GERMANY - Watson Wyatt Heissmann has called for revised German accounting standards, the so-called BilMoG bill, to be reversed as new accounting terms could lead to an enormous increase in German companies' pension obligations.

The consultancy said a change in the calculation of the discount rate, which is used to discount expected future payments to the present day, could increase obligations to as much as €30bn-€50bn.

On the initiative of the German federal bank, the discount rate under BilMoG would now no longer be determined using AA-rated bonds, as stated under the IFRS accounting standards, but would instead adopt zero coupon euro interest swaps. (See earlier IPE-story: HGB gets a facelift)
 
"Interest swaps are closer to an AAA rating, leading to a substantially lower discount rate," Watson Wyatt pointed out.

While at present the difference between a discount rate based on the interest rate swap curve and one based on AA bonds is at 150 basis points, the spread has historically been between 40 and 60 basis points.

"Assuming a long-term difference of 50 basis points, the additional charge to local German financial statements (for those not having to comply with IFRS) amounts at present to about €30bn to €50bn," estimated Alf Gohdes, managing director at Watson Wyatt.

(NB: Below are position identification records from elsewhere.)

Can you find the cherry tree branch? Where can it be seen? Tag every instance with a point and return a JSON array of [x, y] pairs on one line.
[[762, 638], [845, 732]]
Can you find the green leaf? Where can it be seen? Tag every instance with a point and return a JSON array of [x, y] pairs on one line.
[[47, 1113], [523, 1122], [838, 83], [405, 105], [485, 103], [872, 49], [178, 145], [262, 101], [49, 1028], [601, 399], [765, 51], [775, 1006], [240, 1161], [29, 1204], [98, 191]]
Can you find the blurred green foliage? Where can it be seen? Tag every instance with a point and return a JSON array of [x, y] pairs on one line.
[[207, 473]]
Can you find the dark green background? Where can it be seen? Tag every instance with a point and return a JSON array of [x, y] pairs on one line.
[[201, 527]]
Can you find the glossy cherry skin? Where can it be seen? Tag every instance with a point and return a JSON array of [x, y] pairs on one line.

The government's reasoning for changing the reference in the calculation is a yield curve could be determined more easily on the basis of interest rate swaps than on the basis of AA bonds, the interest rate swap market being deeper.

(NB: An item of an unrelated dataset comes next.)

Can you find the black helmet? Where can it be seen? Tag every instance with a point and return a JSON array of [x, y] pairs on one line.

But Watson Wyatt officials fear there would be repercussions on the German economy so have urged the finance ministry to rethink the draft and stick with using AA bonds - a reference which has been used by German actuaries since the mid-80s and which is also widely used internationally.

Gohdes added interest swaps are used in the Netherlands "as a reference for reporting to the pension fund supervisor" but not in the actual accounts.

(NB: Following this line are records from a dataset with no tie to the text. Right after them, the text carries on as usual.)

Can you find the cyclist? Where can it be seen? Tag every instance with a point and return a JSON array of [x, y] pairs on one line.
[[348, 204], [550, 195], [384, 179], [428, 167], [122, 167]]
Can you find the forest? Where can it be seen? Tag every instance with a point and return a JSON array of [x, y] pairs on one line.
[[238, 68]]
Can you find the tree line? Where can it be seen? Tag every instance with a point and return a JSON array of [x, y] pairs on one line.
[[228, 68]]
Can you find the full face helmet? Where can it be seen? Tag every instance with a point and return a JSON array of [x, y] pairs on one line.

Furthermore,the UK's Accounting Standards Board proposed last summer to shift the reference rate for international accounting to "virtually risk free" bonds, eg gilts, "but interest swaps were not mentioned and the suggestion was met with little positive response", Gohdes told IPE. (See earlier IPE-story: ASB to reconsider risk-free discount-rate)

Gohdes pointed out no final deadline for the law was given yet but approved changes could be passed by April.